Investing

A Huge China Stimulus as the Developed World Falters?

China may unleash a stimulus package of more than $700 billion if the global economy slows enough to undermine the GDP growth of the world’s most populous nation. Deutsche Bank made this observation based on conversations with government officials. Such a package would come at a time when developed nations cannot afford any stimulus at all, even though they are entering a new period of recession. It demonstrates, more strongly than anything else, the difference between what China can do compared to the U.S., Japan, EU and UK.

Ironically, the Chinese decision would be based on the failure of developed nations to renew GDP growth though stimulus. The U.S., for example, has posted GDP growth of only 1% recently. Job creation has halted. President Obama will present a jobs package with $3 trillion in cuts to the federal budget through 2020. Congress likely will reject the plan, though. That means whatever stimulus the employment market might get will not happen. This in turn could raise the barriers to GDP expansion, which would put China’s rapid growth rate in jeopardy.

China’s export machine still depends mostly on exports to the West, even though recent PMI numbers have been moderately good. The consumer economy inside China may be growing rapidly, but it cannot replace overseas demand. And that demand is at great risk.

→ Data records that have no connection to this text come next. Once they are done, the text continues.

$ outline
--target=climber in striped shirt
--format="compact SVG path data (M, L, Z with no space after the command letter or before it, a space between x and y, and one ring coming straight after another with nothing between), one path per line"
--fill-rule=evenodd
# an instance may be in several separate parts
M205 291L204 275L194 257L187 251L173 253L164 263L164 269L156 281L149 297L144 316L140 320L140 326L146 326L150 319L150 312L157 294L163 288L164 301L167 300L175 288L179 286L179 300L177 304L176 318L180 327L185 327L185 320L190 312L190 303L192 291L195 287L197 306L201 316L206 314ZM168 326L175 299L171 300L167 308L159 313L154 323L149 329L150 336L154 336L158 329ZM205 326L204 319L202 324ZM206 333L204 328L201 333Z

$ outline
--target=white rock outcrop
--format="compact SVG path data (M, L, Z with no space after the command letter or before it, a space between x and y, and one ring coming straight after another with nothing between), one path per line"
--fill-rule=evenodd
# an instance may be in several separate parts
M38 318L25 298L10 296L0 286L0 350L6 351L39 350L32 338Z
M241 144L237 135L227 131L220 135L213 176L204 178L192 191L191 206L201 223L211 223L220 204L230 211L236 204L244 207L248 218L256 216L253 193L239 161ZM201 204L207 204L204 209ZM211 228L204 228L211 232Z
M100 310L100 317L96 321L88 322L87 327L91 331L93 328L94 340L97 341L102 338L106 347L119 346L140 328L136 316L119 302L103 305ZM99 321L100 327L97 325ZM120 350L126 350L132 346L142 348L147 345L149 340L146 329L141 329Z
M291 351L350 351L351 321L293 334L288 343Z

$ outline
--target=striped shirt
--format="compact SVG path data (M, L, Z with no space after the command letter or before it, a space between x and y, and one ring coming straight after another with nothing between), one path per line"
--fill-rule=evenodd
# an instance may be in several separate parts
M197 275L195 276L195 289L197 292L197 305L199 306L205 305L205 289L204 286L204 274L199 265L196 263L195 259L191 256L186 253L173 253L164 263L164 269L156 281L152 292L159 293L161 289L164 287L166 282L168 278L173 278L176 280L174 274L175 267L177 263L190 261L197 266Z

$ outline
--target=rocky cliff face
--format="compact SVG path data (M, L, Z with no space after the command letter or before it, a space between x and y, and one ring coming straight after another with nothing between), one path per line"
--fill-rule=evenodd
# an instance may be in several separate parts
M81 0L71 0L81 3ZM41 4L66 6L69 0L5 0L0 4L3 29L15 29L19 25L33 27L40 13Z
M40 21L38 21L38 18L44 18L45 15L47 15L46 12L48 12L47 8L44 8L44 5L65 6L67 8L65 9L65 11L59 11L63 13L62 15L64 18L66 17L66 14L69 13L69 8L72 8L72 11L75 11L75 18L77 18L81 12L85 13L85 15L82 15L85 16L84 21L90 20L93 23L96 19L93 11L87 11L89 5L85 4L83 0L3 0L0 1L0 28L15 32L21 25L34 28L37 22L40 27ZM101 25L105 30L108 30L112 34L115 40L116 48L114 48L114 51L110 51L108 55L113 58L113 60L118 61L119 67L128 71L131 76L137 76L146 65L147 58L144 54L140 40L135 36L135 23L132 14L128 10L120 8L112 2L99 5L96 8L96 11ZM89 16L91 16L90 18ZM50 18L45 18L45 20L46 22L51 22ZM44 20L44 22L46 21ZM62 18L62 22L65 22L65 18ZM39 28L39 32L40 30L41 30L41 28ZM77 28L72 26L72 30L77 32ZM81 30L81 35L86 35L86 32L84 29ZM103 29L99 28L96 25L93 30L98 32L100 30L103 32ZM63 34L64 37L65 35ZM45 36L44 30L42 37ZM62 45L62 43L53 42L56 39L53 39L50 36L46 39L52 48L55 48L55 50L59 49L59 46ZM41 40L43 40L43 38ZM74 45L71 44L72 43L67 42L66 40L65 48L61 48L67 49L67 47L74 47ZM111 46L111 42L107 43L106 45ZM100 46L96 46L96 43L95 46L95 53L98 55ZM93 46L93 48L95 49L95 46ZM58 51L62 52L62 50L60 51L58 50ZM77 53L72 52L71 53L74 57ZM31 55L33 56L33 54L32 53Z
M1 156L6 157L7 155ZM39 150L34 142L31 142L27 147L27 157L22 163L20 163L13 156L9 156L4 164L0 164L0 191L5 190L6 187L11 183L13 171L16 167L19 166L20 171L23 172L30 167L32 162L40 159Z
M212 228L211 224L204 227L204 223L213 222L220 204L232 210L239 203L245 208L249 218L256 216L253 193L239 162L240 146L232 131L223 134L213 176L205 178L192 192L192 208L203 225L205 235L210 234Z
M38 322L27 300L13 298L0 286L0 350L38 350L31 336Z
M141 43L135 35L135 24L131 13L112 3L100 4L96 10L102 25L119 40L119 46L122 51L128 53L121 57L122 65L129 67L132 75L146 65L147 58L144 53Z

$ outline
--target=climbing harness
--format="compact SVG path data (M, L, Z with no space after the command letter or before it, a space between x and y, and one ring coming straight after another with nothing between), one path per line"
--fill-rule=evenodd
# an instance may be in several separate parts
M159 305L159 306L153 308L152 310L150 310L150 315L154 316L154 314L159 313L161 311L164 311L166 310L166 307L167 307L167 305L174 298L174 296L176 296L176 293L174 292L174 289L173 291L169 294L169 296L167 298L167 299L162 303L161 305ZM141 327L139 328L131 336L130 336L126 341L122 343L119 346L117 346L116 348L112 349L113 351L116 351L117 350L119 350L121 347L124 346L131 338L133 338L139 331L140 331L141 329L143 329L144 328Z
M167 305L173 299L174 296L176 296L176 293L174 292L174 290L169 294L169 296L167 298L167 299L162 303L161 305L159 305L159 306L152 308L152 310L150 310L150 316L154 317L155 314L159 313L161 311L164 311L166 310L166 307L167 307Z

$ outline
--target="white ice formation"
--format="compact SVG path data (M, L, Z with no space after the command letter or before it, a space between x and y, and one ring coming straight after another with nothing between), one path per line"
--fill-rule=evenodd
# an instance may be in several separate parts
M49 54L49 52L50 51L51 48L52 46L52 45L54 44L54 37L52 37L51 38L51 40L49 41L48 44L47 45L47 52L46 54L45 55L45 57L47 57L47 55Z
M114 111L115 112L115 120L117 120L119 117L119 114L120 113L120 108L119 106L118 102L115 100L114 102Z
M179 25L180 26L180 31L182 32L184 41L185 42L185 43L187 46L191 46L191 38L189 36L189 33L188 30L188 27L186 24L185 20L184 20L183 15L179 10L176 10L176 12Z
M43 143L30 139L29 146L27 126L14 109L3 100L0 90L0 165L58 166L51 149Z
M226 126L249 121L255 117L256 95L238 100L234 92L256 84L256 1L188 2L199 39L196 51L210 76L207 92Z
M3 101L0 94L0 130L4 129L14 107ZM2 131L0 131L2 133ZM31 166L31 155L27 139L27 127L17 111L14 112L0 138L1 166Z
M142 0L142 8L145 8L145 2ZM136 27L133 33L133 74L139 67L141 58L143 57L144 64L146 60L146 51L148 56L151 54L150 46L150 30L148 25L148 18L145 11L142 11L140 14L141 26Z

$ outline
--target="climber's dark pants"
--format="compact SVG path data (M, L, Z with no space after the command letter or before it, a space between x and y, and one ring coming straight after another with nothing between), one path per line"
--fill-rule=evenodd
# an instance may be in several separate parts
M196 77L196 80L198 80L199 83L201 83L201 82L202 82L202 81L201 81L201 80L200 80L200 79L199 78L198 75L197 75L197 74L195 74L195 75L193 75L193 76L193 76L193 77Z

The Chinese may begin a stimulus program late this year, or early next, if the signals of an economic stall in the developed world worsen. Austerity plans in the EU and U.S. will almost guarantee that it will be left to businesses in both regions to drive new job additions and to consumers to increase their activities. Those things will not happen. And China alone among the world’s largest economies can afford to weather the developing global recession without much damage.